On the other hand, Zhou and Luo [17] showed that if G is a graph with n vertices and m edges, then

$$\begin{array}{c}\hfill \text{irr}\left(G\right)\le \sqrt{m(n{M}_1\left(G\right)-4m^2)},\end{array}$$

where $M_1\left(G\right)={\sum }_{v\in V\left(G\right)}{d}_G{\left(v\right)}^2,$ which is referred to as the first Zagreb index. Remark that this index and the second Zagreb index, defined by $M_2\left(G\right)={\sum }_{uv\in E\left(G\right)}{d}_G\left(u\right)d_G\left(v\right),$ are two of the oldest and most investigated topological graph indices in Chemical Graph Theory, for details about the mathematical theory and the chemical applications of the Zagreb indices one can see [7], [8], [10], [14], [15], [16] and the references cited therein. It is also worth mentioning that in [8] Fath–Tabar established several obvious connections between the sum in (1.1) and the (first and second) Zagreb indices, and based on these connections he named the sum in (1.1) the third Zagreb index and denoted it by M₃(G). However, in the rest of the paper, we shall use its older name, i.e., the irregularity of a graph G, and denote it by irr(G).

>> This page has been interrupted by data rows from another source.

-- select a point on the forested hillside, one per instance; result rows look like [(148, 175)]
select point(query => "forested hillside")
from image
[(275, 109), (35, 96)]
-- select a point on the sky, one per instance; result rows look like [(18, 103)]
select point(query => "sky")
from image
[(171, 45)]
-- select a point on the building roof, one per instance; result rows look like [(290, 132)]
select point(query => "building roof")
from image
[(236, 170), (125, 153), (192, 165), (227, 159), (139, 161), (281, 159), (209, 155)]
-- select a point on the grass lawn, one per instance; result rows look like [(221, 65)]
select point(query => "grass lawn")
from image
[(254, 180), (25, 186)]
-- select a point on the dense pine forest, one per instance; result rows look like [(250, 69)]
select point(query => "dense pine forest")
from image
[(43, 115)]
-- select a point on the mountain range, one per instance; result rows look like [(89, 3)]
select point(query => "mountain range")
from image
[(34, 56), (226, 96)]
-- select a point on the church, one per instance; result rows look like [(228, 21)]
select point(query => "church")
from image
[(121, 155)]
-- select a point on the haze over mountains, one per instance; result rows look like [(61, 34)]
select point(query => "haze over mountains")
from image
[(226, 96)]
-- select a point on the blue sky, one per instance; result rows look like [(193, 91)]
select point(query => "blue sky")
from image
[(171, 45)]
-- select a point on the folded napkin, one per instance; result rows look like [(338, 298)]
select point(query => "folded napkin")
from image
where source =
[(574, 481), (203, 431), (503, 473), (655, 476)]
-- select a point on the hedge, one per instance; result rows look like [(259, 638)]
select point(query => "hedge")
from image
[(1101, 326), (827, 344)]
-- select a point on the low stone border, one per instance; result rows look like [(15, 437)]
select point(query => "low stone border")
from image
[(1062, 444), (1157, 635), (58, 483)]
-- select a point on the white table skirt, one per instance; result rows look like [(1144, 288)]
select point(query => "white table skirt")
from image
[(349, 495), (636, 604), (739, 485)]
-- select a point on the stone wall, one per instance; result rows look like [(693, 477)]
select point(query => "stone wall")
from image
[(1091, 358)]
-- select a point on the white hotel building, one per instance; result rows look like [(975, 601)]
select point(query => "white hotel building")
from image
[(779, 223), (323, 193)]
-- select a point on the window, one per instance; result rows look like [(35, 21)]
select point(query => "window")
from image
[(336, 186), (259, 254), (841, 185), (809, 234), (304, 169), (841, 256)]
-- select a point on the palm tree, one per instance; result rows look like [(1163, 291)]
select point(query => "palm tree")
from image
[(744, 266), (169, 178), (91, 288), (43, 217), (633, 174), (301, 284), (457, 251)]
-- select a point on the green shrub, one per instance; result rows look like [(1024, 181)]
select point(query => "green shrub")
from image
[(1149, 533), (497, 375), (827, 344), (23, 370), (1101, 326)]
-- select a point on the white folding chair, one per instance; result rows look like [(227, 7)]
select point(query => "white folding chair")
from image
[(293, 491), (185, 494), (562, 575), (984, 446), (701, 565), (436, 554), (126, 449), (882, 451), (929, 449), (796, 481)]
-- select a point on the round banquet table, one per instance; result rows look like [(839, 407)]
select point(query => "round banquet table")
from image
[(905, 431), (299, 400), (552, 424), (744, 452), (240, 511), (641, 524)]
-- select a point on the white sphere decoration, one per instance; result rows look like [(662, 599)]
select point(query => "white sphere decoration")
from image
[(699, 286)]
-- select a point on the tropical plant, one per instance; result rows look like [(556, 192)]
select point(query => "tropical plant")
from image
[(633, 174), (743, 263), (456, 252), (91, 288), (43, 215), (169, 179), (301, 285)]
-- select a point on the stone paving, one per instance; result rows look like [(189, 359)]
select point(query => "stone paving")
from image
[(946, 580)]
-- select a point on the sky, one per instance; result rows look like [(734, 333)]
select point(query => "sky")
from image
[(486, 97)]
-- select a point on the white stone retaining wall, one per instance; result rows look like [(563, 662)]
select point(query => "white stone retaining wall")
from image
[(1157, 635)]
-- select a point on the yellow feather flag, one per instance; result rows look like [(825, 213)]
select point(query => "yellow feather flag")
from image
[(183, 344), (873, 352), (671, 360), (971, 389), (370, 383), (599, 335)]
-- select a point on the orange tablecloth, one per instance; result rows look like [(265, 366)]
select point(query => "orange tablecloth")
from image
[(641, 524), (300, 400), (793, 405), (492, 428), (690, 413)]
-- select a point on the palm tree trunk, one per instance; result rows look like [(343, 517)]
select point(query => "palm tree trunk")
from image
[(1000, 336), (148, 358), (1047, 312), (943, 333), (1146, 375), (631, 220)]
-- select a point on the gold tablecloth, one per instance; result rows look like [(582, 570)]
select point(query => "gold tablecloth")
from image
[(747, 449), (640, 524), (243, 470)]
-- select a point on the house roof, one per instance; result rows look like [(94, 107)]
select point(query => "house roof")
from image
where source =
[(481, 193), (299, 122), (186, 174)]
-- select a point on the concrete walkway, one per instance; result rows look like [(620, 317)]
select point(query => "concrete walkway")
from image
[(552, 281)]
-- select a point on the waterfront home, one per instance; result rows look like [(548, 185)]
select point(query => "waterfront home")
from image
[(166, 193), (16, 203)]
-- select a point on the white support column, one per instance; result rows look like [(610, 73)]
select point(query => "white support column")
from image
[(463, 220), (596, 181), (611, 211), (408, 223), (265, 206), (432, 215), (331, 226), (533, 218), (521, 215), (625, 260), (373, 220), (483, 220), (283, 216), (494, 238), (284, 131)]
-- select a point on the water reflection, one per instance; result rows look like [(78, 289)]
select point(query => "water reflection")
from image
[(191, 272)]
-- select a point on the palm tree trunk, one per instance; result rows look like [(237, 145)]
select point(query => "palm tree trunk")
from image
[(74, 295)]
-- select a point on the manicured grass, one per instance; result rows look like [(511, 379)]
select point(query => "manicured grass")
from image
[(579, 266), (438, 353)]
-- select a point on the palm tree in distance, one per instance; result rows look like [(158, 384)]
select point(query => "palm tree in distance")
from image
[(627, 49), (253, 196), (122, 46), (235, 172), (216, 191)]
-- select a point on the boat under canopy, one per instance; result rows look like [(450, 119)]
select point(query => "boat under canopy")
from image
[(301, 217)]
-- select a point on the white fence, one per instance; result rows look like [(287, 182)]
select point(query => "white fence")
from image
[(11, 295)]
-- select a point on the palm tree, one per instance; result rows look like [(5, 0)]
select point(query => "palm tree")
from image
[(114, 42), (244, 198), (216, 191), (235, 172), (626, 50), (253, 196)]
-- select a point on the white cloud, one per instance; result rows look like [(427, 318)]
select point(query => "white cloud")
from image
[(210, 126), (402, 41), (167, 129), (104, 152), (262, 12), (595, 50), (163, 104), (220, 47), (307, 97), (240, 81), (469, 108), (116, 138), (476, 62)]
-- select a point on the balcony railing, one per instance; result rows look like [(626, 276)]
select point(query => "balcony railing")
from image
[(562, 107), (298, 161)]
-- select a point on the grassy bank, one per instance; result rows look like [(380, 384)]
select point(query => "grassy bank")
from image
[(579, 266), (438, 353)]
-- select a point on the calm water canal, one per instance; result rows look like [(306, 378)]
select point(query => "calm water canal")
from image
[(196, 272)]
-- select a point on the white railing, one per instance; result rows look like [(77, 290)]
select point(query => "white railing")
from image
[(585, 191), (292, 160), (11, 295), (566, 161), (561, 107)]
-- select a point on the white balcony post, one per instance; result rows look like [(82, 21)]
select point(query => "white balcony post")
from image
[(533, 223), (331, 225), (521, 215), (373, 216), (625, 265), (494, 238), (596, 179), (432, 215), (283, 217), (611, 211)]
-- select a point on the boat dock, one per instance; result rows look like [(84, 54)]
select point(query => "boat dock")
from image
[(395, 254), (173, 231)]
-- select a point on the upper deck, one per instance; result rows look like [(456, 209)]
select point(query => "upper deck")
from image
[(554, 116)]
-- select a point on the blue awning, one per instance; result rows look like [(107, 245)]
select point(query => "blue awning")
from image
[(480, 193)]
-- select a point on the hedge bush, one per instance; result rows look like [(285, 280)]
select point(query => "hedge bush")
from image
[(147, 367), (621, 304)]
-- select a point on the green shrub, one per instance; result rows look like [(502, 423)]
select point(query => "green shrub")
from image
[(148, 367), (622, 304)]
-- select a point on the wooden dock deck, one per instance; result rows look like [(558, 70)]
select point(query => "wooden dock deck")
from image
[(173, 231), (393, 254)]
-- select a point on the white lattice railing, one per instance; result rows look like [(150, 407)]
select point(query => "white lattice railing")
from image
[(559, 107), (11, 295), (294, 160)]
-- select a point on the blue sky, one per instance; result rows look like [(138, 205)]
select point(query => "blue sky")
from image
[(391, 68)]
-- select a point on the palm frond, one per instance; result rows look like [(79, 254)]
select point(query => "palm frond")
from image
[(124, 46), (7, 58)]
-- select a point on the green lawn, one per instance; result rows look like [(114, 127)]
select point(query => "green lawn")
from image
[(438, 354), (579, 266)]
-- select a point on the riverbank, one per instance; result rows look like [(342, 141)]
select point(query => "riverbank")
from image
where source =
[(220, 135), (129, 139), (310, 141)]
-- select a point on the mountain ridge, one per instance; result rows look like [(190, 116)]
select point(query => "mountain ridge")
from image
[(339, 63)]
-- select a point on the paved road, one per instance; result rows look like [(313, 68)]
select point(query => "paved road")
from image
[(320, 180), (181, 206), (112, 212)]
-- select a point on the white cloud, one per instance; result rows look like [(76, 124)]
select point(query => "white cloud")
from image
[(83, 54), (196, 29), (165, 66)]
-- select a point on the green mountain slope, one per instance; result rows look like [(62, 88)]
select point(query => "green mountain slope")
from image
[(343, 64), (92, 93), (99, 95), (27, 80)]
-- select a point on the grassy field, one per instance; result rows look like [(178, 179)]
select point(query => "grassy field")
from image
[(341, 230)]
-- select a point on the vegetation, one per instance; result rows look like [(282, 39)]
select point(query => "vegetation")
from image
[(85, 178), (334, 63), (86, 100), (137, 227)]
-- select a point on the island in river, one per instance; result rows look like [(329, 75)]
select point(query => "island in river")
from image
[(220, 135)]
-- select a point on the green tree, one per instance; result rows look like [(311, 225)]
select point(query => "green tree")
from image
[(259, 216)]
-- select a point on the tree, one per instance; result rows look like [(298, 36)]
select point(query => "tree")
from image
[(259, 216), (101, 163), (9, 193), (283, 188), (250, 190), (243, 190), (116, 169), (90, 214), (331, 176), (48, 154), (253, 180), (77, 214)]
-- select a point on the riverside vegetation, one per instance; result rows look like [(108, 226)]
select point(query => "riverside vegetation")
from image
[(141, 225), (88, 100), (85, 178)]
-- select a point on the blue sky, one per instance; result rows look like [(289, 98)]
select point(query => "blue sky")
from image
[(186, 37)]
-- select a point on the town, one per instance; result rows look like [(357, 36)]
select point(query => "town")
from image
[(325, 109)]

There also have been some other upper bounds on irr(G) obtained by several authors such as Hansen and Mélot [11], Henning and Rautenbach [12], and Fath–Tabar [8]. Strictly speaking, these bounds, together with the Zhou–Luo bound (1.2), are noncomparable, but the Zhou-Luo bound (1.2) seems to be much sharper than the others for most graphs. Recently, by utilizing the spectral techniques, Goldberg made a further improvement upon the Zhou–Luo bound (1.2).

Theorem 1.1

(Goldberg [9]) If G is a graph on n vertices and with m edges, then

$$\begin{array}{c}\hfill \text{irr}\left(G\right)\le \sqrt{m(n{M}_1\left(G\right)-4m^2)({\mu }_1\left(G\right)/n)}.\end{array}$$

In this paper, by means of the Laplacian eigenvalues and the normalized Laplacian eigenvalues of G, we establish some new spectral upper bounds for irr(G). We then compare these new bounds with the Goldberg bound (1.3), and it turns out that our bounds are better in most cases. We also give two spectral lower bounds on irr(G).